General information
- Type: Powered parachute
- National origin: United States
- Manufacturer: Phoenix Industries
- Status: Production completed
- Number built: 15 (2000)

History
- Variant: Phoenix Industries B1Z ParaFlyer

= Phoenix Industries CV1 ParaFlyer =

American powered parachute

The Phoenix Industries CV1 ParaFlyer is an American powered parachute that was designed and produced by Phoenix Industries of Southampton, New Jersey. Now out of production, when it was available the aircraft was supplied as a complete ready-to-fly-aircraft.

==Design and development==
Developed as a version of the Phoenix Industries B1Z ParaFlyer, the CV1 ParaFlyer was designed to comply with the US FAR 103 Ultralight Vehicles rules, including the category's maximum empty weight of 254 lb. The aircraft has a standard empty weight of 120 lb. It features a parachute-style wing that was available in two sizes, single-place accommodation, tricycle landing gear and a single 22 hp Zenoah G-25 engine in pusher configuration.
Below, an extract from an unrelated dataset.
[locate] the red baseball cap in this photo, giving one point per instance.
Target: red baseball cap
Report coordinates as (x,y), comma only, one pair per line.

The CV1 ParaFlyer carriage is built from metal tubing. In flight steering is accomplished via handles that actuate the canopy brakes, creating roll and yaw. On the ground the aircraft has nosewheel steering.

The standard day, sea level, no wind, take off with a 22 hp engine is 150 ft and the landing roll is 0 to 10 ft.

The aircraft can be folded down small enough to fit into the trunk of some cars or to be carried on a specially designed bumper carrier.